Count various patterns simultaneously

I was just wondering if there is a nicer way to do practically this:

reduce(
    (d, c) -> (d[c] = get(d, c, 0) + 1; d), "ACCACD", init=Dict{Char, Int}()
)

hence, to do a non-binary count

s = "ACCACD"
Dict(
    c => count(==(c), s) for c in distinct(s)
    # or equally: `count(c, s)`
)

while only iterating once.

This is simply a group + count operation.

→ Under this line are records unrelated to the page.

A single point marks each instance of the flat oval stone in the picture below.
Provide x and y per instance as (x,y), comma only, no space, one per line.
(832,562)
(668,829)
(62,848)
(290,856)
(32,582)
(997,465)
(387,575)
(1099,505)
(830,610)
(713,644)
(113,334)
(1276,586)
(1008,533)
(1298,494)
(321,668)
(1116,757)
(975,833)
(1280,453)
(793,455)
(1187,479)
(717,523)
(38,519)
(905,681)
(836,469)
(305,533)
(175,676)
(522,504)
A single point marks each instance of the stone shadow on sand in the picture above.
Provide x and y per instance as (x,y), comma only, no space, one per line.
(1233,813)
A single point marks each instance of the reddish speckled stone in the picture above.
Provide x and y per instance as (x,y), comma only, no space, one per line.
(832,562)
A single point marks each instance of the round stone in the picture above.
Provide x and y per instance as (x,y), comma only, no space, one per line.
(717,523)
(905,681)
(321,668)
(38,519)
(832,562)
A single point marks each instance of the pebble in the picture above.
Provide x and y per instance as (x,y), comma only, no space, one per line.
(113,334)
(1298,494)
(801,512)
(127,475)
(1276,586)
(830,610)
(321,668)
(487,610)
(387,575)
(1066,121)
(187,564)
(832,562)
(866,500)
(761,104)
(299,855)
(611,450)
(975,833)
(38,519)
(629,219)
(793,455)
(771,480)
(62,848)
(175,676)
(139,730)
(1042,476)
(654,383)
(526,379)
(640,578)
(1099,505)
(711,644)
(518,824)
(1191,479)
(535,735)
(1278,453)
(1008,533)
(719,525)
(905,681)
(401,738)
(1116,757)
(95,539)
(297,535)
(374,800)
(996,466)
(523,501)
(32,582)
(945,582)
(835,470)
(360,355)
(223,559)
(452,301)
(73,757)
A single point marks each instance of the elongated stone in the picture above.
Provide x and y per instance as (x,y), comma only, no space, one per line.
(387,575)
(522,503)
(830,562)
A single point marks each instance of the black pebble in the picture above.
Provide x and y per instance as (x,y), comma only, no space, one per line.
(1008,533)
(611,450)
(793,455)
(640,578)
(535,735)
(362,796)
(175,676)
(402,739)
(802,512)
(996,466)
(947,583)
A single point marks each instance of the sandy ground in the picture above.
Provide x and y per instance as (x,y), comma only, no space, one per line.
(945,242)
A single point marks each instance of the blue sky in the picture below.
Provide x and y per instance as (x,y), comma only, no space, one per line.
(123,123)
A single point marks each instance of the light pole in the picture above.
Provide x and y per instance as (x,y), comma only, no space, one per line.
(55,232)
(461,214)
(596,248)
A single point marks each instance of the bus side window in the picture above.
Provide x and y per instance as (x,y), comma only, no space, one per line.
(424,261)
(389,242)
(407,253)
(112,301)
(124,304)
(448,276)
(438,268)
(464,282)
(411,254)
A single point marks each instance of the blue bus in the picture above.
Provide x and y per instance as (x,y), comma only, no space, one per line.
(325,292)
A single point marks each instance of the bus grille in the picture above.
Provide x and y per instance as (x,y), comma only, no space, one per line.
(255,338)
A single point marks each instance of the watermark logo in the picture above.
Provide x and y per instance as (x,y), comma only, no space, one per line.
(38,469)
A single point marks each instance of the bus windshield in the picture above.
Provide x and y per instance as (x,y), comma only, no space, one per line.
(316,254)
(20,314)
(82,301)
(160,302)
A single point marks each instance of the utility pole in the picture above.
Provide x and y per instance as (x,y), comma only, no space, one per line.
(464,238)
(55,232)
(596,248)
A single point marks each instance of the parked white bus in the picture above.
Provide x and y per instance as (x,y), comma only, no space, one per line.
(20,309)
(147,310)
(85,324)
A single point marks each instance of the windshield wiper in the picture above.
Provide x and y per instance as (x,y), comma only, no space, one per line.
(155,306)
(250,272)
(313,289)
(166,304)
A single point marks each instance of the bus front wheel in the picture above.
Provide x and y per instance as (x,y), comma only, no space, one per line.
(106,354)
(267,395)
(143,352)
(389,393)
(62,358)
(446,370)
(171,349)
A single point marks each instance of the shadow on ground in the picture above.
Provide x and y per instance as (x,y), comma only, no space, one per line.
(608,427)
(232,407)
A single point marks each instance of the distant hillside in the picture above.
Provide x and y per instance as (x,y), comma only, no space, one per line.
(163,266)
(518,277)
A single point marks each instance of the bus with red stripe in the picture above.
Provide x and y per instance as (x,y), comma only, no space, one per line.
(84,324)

So:

julia> using SplitApplyCombine

julia> groupcount(s)
3-element Dictionaries.Dictionary{Char, Any}
 'A' │ 2
 'C' │ 3
 'D' │ 1
1 Like

Oh, that seems like a simple and nice solution, I hadn’t heard of that package. Thanks!

For the example provided, countmap() in StatsBase seems to be >200 times faster than groupcount() in SplitApplyCombine:

using StatsBase
s = "ACCACD"
countmap(s)

@btime countmap($s)    #  110 ns (4 allocations: 480 bytes)
@btime groupcount($s)  # 26.7 μs (85 allocations: 11.59 KiB)
1 Like

Strange, I see a much faster performance of groupcount compared to yours:

julia> @btime groupcount($s)
  366.199 ns (8 allocations: 704 bytes)

with StatsBase at 150 ns on my laptop.

No clue of what is going on. I’ve repeated it several times with similar results. For the record:

Win11 Julia 1.7
StatsBase v0.33.13
SplitApplyCombine v1.2.0